Aquele casal de meia-idade dormia, alheios a tudo: um roncava para um lado, o outro roncava para o outro.
No outro quarto o filho dorme. Levanta-se, sai do seu quarto e se dirige ao banheiro. Olha no espelho e se assusta com o que vê: os cabelos estão grisalhos e começam a rarear, ainda ontem eles eram negros e em abundância. O rosto já deixa transparecer algumas rugas. Não faz muitas horas era lindo e admirado. Agora parece mais um “maracujá de gaveta”.
Começa a suar, passa a toalha no espelho, porém não adianta, a imagem ali refletida teima em apresentar um senhor de meia-idade.
O dia começa. Ele faz uma vitamina de banana com mamão e leite, bebe-a e vai fazer a sua caminhada diária. É na velhice que as contas dos excessos são cobradas: as cervejas, as noitadas, as extravagâncias em geral. Agora quase nada pode.
Já ia esquecendo: antes de sair acorda o filho “aborrecente”, que tem que ir para a escola.
Depois da caminhada, volta e encontra o rebento ainda dormindo, sacode o pimpolho, finalmente ele acorda. Entra no banheiro correndo, diz que está atrasado e que a culpa é do pai, que não o acordou na hora.

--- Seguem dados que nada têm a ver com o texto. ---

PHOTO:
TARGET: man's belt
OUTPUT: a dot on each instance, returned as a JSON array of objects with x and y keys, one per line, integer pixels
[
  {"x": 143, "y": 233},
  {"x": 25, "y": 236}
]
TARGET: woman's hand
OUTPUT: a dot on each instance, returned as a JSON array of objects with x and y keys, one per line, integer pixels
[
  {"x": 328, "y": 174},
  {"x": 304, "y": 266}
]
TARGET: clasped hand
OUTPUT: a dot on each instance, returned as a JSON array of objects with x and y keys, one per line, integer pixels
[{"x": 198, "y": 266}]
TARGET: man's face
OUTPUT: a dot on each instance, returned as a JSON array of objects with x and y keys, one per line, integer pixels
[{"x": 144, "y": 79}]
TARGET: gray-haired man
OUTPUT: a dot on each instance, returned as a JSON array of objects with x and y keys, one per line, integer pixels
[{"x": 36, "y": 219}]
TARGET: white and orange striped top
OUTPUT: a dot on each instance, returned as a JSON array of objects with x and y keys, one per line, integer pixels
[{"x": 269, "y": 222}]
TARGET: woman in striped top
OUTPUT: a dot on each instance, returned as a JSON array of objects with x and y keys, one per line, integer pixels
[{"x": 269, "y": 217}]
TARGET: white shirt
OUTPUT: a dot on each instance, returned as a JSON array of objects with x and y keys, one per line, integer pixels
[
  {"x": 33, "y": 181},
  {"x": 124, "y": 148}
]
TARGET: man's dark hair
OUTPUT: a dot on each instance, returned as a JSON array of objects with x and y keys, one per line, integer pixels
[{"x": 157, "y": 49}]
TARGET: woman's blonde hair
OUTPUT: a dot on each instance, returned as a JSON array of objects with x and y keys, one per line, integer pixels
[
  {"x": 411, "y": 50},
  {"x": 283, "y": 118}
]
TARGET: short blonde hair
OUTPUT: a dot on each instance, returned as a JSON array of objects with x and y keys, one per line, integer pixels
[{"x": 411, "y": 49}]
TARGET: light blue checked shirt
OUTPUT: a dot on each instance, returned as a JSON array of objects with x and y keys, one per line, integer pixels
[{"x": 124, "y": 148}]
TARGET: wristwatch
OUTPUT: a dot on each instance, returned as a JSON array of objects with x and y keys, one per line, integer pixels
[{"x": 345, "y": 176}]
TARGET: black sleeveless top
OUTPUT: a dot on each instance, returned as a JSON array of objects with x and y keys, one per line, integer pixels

O pai, paciente, aguarda a sua vez para usufruir do mesmo banheiro.
Quando finalmente adentra no recinto, tem um choque: o local estava todo enfumaçado, o espelho todo embaçado, faça frio ou calor o filho só toma banho quente, parece até sócio da CERJ. O chão estava todo molhado, ele só se enxuga fora do box. A pia também toda molhada, quando a “criança” escovou os dentes, largou o tubo da pasta de dentes aberto e a sua escova abandonada fora do lugar. Usou o vaso, errou na pontaria, acertou a tábua, e como sempre acontece esqueceu de apertar “aquele” botão que fica na parede acima do sanitário.
O menino não havia recolocado a toalha no toalete, o pai foi olhar no quarto dele, lá estava: toalha molhada sobre a cama, cueca suja em cima da televisão, camisa limpa no chão, revista de mulher pelada na janela, calça suja na porta do guarda-roupa, várias meias espalhadas na mesa.
Uma verdadeira bagunça. Para completar, um cheiro horrível que vinha dos tênis, rotos e mendigos.
O pai fala com o filho:
– Ó rapaz, vai arrumar o seu quarto.
– Não tenho tempo.
Pega o jornal e vai deitar-se na cama dos pais.
– Menino, você não está atrasado para o colégio?
– Pai, você é um “saco”, eu tenho que saber das notícias.
O pai engole em seco. Meia hora depois:
– Filho, você esqueceu do colégio?
– Pai, você não me lembrou.
Ele se arruma e sai correndo.
O pai entra no seu quarto e lá está o jornal espalhado no chão.
A porta da sala se abre.
– Ó rapaz, por que você voltou?
– Pai “querido”, eu não posso perder a prova e se for de ônibus não vai “dar pé”.
Sem cerimônia, pega as chaves e os documentos do carro e sai.
Dois minutos depois retorna.
O pai pensa que ele, pelo menos, vai agradecer o empréstimo do veículo.
– O que houve, filho?
– Não tenho dinheiro para a gasolina.
Lá se vai a última nota de R$ 10,00.
O pai tem que “garimpar” as moedas para poder ir trabalhar, de ônibus…
Ele levanta-se, corre para o banheiro, olha no espelho e começa a sorrir, dá vivas, lembra-se de Deus e agradece.
– Que pesadelo! Eu sonhei que era o pai do meu pai.
Fica uma frase martelando na sua cabeça: “como é difícil ser pai”.
Entra no quarto, onde seus pais ainda dormem, alheios a tudo, beija efusivamente o seu pai e diz emocionado:
– Ainda bem que eu ainda sou o filho!